Our Sacred Stories ~ Christian Communities: Reaching Beyond Ourselves

A parish is an interesting place. It is made up of all kinds of people who come from the various ages and stages in life. Some are veterans of the faith others are just beginning their life and journey. Some hold a deep commitment to the Catholic faith and have held it for years. Others are quite tentative in their faith or even somewhat reluctant to hold it. Still others have been away for some time and are just returning to the practice of their faith and are both uncertain and anxious about how to do this and how they will be greeted.


What every one of us has in common is that we belong to an amazing community of Catholic Christians who share a common faith and common values. Sure, there are differences in views among us and each of us can see life and faith differently. But beyond our personal differences we do hold common basic values. These basic values mark every Christian. They come to us from the message and the mission of Jesus expressed in the Good News, the Gospels. In fact, these values, this way of life is Jesus’ way of expressing something that is shared by all humanity, for God gives life and love to all humanity.


This unity of all humanity, no matter who we are or where we are was recognized in the Second Vatican Council. One of its documents expressed this aspect of our Catholic faith explicitly. The words of The Pastoral Constitution of the Church in the Modern World express the foundation of our call to value, serve and respect all of humanity with openness, love and care.


There is a growing interdependence among people today which is based on

the many technological advances that are obvious to everyone. But this interdependence reaches its perfection only in growing human relationships, not merely scientific ones. For God, we believe, desires that all people become one family with love for God and neighbour as the basis.

Because of Jesus’ prayer “that all may be one as we are one,” new horizons are

Now opened for us, implying that we will reach our true destiny only by pursuing such oneness with each other. (Pastoral Constitution of the Church in the Modern World #23-4, in Bill Huebsch. Vatican II in Plain English: The Constitutions 1997)

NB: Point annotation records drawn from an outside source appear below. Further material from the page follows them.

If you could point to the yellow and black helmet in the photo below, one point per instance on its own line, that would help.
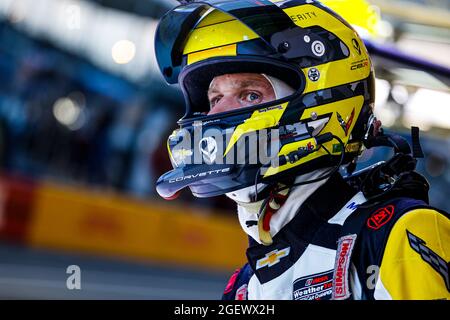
(301, 42)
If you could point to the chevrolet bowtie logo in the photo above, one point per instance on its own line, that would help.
(272, 258)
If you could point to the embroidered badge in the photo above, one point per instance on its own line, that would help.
(272, 258)
(380, 217)
(341, 289)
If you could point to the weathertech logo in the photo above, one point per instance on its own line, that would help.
(272, 258)
(431, 257)
(340, 286)
(314, 287)
(380, 217)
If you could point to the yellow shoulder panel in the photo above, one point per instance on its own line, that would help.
(415, 262)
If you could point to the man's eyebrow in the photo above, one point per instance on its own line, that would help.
(252, 82)
(243, 84)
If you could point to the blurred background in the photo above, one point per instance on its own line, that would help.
(84, 116)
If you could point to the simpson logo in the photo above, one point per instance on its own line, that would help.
(340, 278)
(241, 293)
(380, 217)
(272, 258)
(314, 287)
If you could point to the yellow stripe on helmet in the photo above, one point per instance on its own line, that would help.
(217, 35)
(229, 50)
(260, 119)
(356, 67)
(345, 108)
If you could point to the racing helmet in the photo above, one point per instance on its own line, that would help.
(301, 42)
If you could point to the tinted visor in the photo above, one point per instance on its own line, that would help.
(262, 16)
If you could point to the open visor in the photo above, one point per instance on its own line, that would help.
(262, 16)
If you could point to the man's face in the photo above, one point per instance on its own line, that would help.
(234, 91)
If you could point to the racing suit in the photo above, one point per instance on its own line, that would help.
(337, 245)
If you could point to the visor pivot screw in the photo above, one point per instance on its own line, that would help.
(284, 47)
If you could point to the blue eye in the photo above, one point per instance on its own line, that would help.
(252, 97)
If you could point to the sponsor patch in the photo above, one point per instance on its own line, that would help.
(313, 74)
(241, 293)
(317, 286)
(272, 258)
(232, 281)
(380, 217)
(341, 288)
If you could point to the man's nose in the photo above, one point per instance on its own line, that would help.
(225, 104)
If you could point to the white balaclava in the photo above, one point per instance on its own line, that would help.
(248, 210)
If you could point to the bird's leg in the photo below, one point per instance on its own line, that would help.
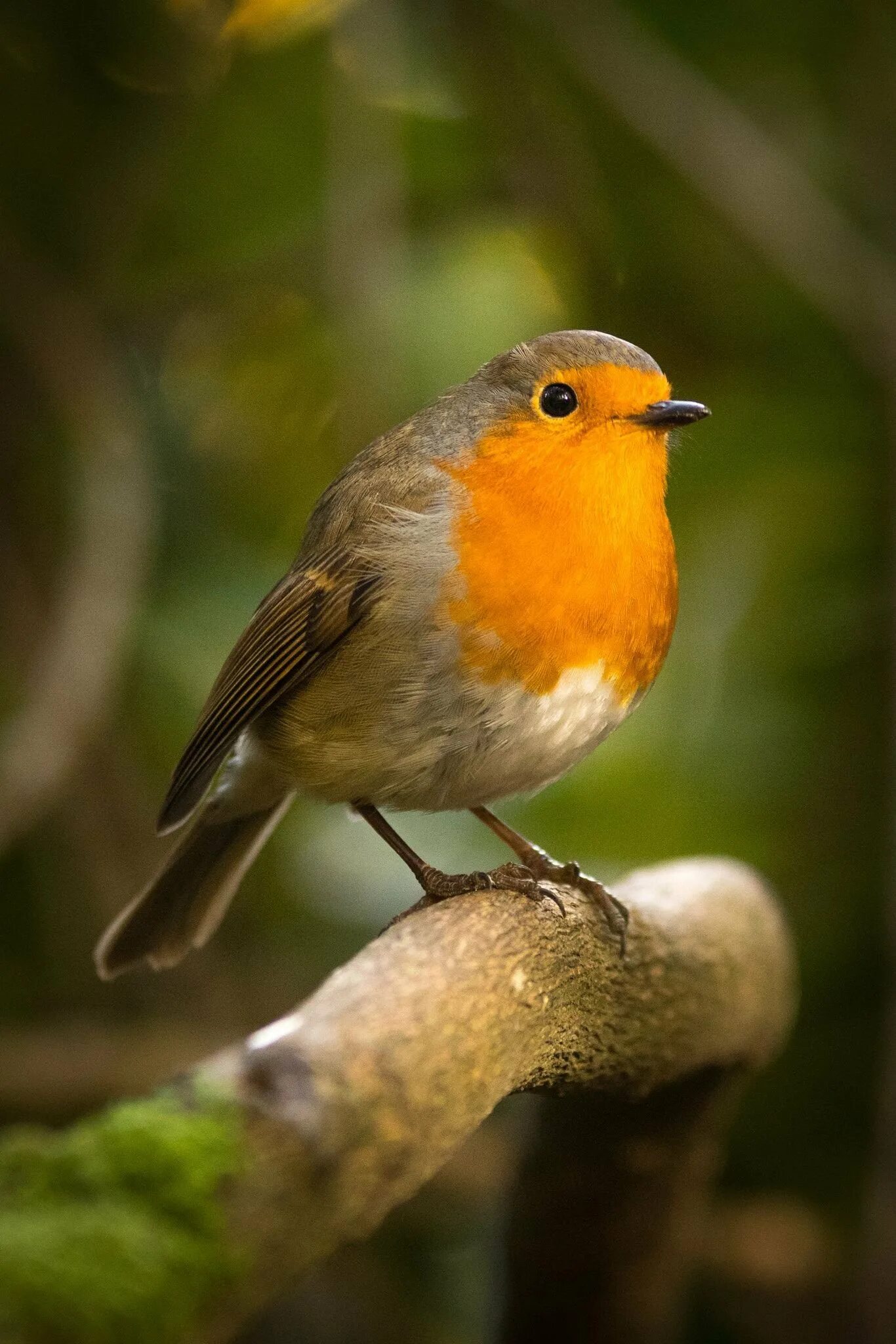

This is the ground for the outreach in which each of us as Christians and that our parish as a Christian community are called to engage. We find it expressed in the Gospel in the double commandment of Jesus: You must love the Lord your God with all your heart,... and your neighbour as yourself. Jesus goes on to provide an example of this openness that is our call with the story of the Good Samaritan (Luke 10:27-37). In doing so, Jesus reveals a God who treats all humanity with the same love, compassion and justice, no matter how great or insignificant (Luke 18:1-8).


One of the principal elements of the Christian community is its engagement in outreach, for outreach is action that acknowledges our oneness with and love for each and every human being. It expresses a basic value of our Christian community and also of our humanity –to care for one another.